Two new age limits for long runs

Beyond these changes, the reform does not modify the age from which the discount is cancelled, leaving it set at 67 years for those who will not have all the required quarters. As a reminder, certain situations are not affected by the postponement of the age of majority from 62 to 64 years. This is the case of disabled workers who may retire from the age of 55 or of disabled workers who may stop working at 60 years of age.

Another of the great axes of the pension reform has to do with long careers. At present, a worker who has started working before the age of 20 can benefit from an early exit of two years, which can be doubled if they start working life before the age of 16. The bill provides for adapting the system by introducing two new age limits. As soon as the text enters into force, French people who started working between the ages of 20 and 21 will be able to leave at the age of 63. Those who started before the age of 20 may leave two years earlier, that is, at age 62. Employees who joined before the age of 18 may claim their right to retirement four years earlier, that is, 60 years. Finally, those who started before the age of 16 will be able to finish their degree six years earlier, that is, 58 years. In addition, once the early retirement age has been reached, the minimum contribution period will be 43 annual contributions for all long-term careers.

“The senior index” for companies with 300 employees from 2024

Appearing in the second article of the text, the “senior index” had been the subject of heated debates in the National Assembly that finally rejected it. The device finally appears in the pension reform project and will aim to better understand the place of employees at the end of their career in companies. Companies with more than 1,000 employees will have to apply it this year, then the minimum labor threshold will be lowered for structures with at least 300 employees starting next year. Squares that do not play the game will face penalties.

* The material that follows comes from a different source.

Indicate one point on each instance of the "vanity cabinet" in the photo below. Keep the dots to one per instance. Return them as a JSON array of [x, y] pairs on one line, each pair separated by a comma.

The pensions of future retirees who have “full career”, that is, 43 annuities contributed from now on, may not be less than 85% of the minimum wage, that is, approximately 1,200 euros gross per month at the time of entry into force. of the new pension reform. This revaluation will also apply to current retirees who meet these same criteria.

Finally, the entry into force of the text will be accompanied by the end of most of the existing special regimes. Under the “grandfather clause”, which already exists at SNCF, this measure will only affect new hires within the RATP, the electricity and gas industries or the Banque de France.